The same experimental protocol was used when we measured the stability of the enzyme during repeated use. Initially, 50 mM of p-nitrophenyl butyrate dissolved in N,N-dimethylformamide was prepared. The vials containing the esterase–nanofiber composites were filled with 20 μl of the substrate and 1.98 ml of 100-mM phosphate buffer (pH 6.5). The absorbance was measured at 400 nm, and from these values, the activities were calculated. Afterwards, the esterase–nanofibers were washed with 100-mM phosphate buffer and stored at room temperature in 2 ml of fresh phosphate buffer until the next measurement was performed.
One unit (U) of esterase activity is defined as the amount of enzyme releasing 1 μmol p-nitrophenol per minute under the assay conditions.
Continuous enzymatic reactor system
The schematic of the continuous reactor system is shown in Fig. 1. Basically, the continuous enzymatic reactor system is composed of two reactors, both having a working volume of 10 ml. One reactor contained the enzyme–nanofiber composite and is the working reactor, and the other is the control reactor, i.e., without the enzyme–nanofiber composite. Two tubes were connected to each reactor for inlet and outlet flows, respectively. Substrate was supplied to both reactors from a single reservoir, and the dilution rate was controlled by changing the flow rate. The continuous reactor system was operated in a cold room (4°C) to help stabilize the substrate in the reservoir solution during the long-term operation. However, the reactors have a water jacket, through which water from a water bath was run so that the temperature within the reactor was kept at 30°C. The reservoir solution was prepared by adding 50-mM 4-nitrophenyl butyrate (dissolved in N,N-dimethylformamide) to 100-mM phosphate buffer (pH 6.5) to a final concentration of 0.5 mM. The phosphate buffer and reactor system were autoclaved. The reactors contained magnetic bars and were placed on a magnetic stirrer during the operation to ensure that the solution was homogeneous. Initially, fresh phosphate buffer was supplied to both reactors until a sufficient flow was generated and then this was replaced with the buffer containing the substrate. Washing of the nanofibers was not a concern because they formed a tightly wound bundle that floated just beneath the surface of the solution. Meanwhile, the outlet tube was situated as close to the bottom of the reactor as possible to prevent plugging from occurring. At each time point, samples for the analysis of p-nitrophenol production were collected for 10 min from the outlet tubes, and 80 μl of the collection was diluted tenfold with fresh phosphate buffer (720 μl), and this was used to measure the absorbance at 400 nm. During sampling, the glass vials used to collect the samples were wrapped in aluminum foil and placed on ice to prevent the substrate from degrading.

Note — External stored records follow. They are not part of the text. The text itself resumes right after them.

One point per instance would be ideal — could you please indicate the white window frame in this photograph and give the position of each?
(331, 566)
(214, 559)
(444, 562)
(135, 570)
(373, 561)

Because the p-nitrophenyl butyrate in the reservoir partially hydrolyzed during the experiments, the production of p-nitrophenol was determined using the differences in absorbance values seen between the sample and control reactors.

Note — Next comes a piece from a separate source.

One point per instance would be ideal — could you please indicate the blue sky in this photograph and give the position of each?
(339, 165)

Schematic of the continuous enzymatic reactor system
Data analysis
All samples were performed in triplicate for error analysis. The standard deviations for the results are shown as error bars within the graphs.
Results
Construction of esterase–nanofiber composite
We constructed enzyme aggregates on nanofiber through a modified protocol based on previously published works (Fischback et al. 2006; Kim et al. 2005a). After immobilization, 2 mg of the biocatalytic nanofiber showed an enzymatic activity of 2.6 mU. The Lineweaver–Burke plot for the free and immobilized enzymes gave estimated K m values of 0.98 and 1.35 mM, respectively (Fig. 2). The apparent K m for the immobilized esterase is 1.48-fold higher than that of free esterase.
Lineweaver–Burke plot for the free esterase (a) and the esterase-nanofiber composite (b). Each symbol and the bars represent the average value and the standard deviations, respectively. Results are from three samples taken at each time point
Stability test
Enzyme stabilization is one of the main purposes that researchers use enzyme immobilization. To verify the stability of the esterase–nanofiber composite, we stored the esterase–nanofiber composite on a rotary shaker set at 200 rpm and at room temperature. For comparison, free enzyme was also stored under the same conditions. The stability was monitored for more than 100 days, and the results are shown in Fig. 3. The activity of the free esterase rapidly decreased, showing less than 10% residual activity after only 4 days. In contrast, the esterase–nanofiber sample initially had a decrease in its activity, but this leveled out at about 80% the initial value, and this activity was then maintained for more than 100 days. This is due to the fact that strong enzyme aggregates prevent the enzyme from leaching into solution and denaturing (Kim et al. 2005a). Furthermore, the activity of the enzyme–nanofiber composite was measured repeatedly, more than 30 times over the extent of this experiment, and was still active even after all of these measurements, preserving 82% of the initial activity.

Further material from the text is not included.